Rugby commentator Bill McLaren counts himself lucky to have had not just one career that he loved, but two. After a weekend away covering a rugby union international, on a Monday morning he would return to his day job - as a PE teacher back home in the Scottish borders.

He recalls once turning down a tempting offer from the BBC. “They wanted me to do athletics in the summer and rugby in the winter and I would be on the staff - it was very, very attractive indeed,” he says.

“But, to be honest, I took one look at the traffic in London and set that beside the fact that I just so enjoyed teaching, that it never occurred to me to go. I had the best of both worlds. And I could finish my teaching at four o’clock and be on the golf course at five past.”

Bill McLaren retired from schools in 1987. Now 78, he has recently announced his retirement from commentary with the BBC after 50 years service. His final international will be Wales v Scotland on April 6.

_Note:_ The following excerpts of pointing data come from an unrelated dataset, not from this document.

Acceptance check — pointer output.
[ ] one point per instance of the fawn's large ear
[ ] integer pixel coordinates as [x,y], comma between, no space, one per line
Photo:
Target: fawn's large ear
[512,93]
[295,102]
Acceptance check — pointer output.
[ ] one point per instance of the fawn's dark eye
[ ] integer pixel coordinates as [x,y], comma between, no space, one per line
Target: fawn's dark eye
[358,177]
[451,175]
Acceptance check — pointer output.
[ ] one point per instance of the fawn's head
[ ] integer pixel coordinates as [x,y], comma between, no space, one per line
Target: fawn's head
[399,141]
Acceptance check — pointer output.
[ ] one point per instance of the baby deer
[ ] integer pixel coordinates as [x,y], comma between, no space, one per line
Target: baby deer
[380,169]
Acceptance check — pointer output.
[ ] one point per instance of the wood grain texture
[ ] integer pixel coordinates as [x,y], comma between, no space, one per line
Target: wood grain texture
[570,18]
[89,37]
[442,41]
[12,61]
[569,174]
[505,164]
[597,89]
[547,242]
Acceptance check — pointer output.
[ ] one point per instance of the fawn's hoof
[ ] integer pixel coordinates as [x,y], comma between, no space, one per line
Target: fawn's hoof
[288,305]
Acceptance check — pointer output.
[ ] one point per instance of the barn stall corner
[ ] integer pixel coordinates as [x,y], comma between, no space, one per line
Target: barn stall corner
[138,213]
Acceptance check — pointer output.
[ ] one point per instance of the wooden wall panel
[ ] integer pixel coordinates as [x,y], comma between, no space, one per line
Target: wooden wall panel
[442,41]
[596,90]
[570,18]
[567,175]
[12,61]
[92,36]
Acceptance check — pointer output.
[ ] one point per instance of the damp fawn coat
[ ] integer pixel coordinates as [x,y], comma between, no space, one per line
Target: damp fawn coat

His distinctive style has made him for many the “voice of rugby”. But he is also a very private man - he has always preferred the quiet life in his native Hawick in Scotland.

McLaren qualified as a PE teacher at Aberdeen University just after the Second World War. “I’d always wanted to be a teacher of physical education, partly because of Jimmy Rae, my own physical education teacher at Hawick High School. I thought the world of him. And, curiously enough, I played alongside him in Hawick First XV, pupil and teacher, so there was a kind of relationship there.”

Running two careers in tandem began with reporting matches for his local newspaper. He started commentary first on BBC radio, then on television. His first international was Scotland v Wales in 1953. But he was always intent on continuing with teaching.

As a peripatetic PE teacher, he coached youngsters from primary age until they finished at Hawick High School. He’s seen some of his former pupils go on to play for Scotland.

Teaching and rugby commentary often went hand-in-hand. “I could come back from say doing England v Wales on the Monday and, with a group of 80 schoolboys in front of me, I could say ‘Well boys, I saw the England lock doing it this way’.

“And if you mentioned players like Gerald Davies or Gareth Edwards, immediately you had their attention because being in a rugby town they knew about those people. It helped my coaching and teaching tremendously.”

He regarded himself as a strict teacher and laments that today’s schools have less discipline. But he still regards teaching as a great profession. “I don’t think there’s much else in life that can be as rewarding as that.

“If you’re lucky and your own teaching system is a good one, if you’ve got a disciplined environment and you get youngsters to respond, it’s a wonderful feeling.”